Top Review by Shirl (J) 831
I was searching for a recipe for Cabbage Rolls, that would be "like" or close to the one's my mom made. After looking over several I decided to make Irmgard's because they were the closest I could find to my mom's. I was not let down at all. These took me down memory lane.
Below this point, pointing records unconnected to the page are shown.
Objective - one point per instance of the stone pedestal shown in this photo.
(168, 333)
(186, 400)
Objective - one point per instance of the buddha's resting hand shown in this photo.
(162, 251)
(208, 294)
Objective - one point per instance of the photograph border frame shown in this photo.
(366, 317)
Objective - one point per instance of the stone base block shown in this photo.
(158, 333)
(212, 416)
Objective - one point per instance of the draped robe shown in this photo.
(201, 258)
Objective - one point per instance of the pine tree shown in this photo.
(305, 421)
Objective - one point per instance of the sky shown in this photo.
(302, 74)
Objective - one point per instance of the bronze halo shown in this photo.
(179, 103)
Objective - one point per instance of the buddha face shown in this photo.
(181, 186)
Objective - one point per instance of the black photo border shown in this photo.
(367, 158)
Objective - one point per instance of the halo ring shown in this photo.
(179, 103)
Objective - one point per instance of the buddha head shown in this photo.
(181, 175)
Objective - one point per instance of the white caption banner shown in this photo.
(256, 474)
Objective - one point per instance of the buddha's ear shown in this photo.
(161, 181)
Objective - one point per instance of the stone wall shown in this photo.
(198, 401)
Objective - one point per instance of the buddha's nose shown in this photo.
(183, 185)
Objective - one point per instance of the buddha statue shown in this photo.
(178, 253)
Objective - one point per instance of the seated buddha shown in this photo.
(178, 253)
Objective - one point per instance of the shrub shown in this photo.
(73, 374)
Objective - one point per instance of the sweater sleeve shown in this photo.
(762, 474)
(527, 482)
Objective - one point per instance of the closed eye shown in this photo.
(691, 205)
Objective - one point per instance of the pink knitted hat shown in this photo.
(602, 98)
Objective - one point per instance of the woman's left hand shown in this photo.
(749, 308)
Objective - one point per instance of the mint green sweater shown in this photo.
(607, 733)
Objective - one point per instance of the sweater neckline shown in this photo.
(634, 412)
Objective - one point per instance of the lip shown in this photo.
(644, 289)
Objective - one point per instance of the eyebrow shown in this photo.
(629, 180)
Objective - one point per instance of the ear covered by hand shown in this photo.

Made them as is, NO changes (I do not like doing that). for me: A KEEPER.
- 1 cabbage
- 236.59 ml long-grain rice
- 340.19 g bacon, finely chopped
- 2 onions, finely chopped
- 538.64 g can tomato juice
Directions See How It's Made
- With a large, sharp knife, cut out the core from the cabbage.
- Place the cabbage in a deep pot and pour boiling water into the core until the cabbage is completely covered.
- Let stand until the outer leaves can be separated, then parboil or steam the leaves just until soft and pliable.
- Continue with the remainder of the cabbage.
- In a saucepan, bring 2 cups of water to a boil; add the rice.
- Reduce the heat to low and cook, covered, for 15 minutes; drain.
- Meanwhile, in a separate saucepan, cook the bacon over medium heat until all the fat is drawn out.
- Add the onions; cook until lightly browned.
- Add to the cooked rice; season with salt to taste.
- Line a roasting pan with the outer cabbage leaves.
- Place a spoonful of the rice mixture onto each inner cabbage leaf; roll up, tucking in the ends, and place in the pan.
- If necessary, trim out the centre rib of the leaf to make rolling easier.
- Pour tomato juice over the cabbage rolls.
- Cover with more cabbage leaves.
- Cover and bake in a 350 degree F oven for 1-1/2 to 2 hours or until tender.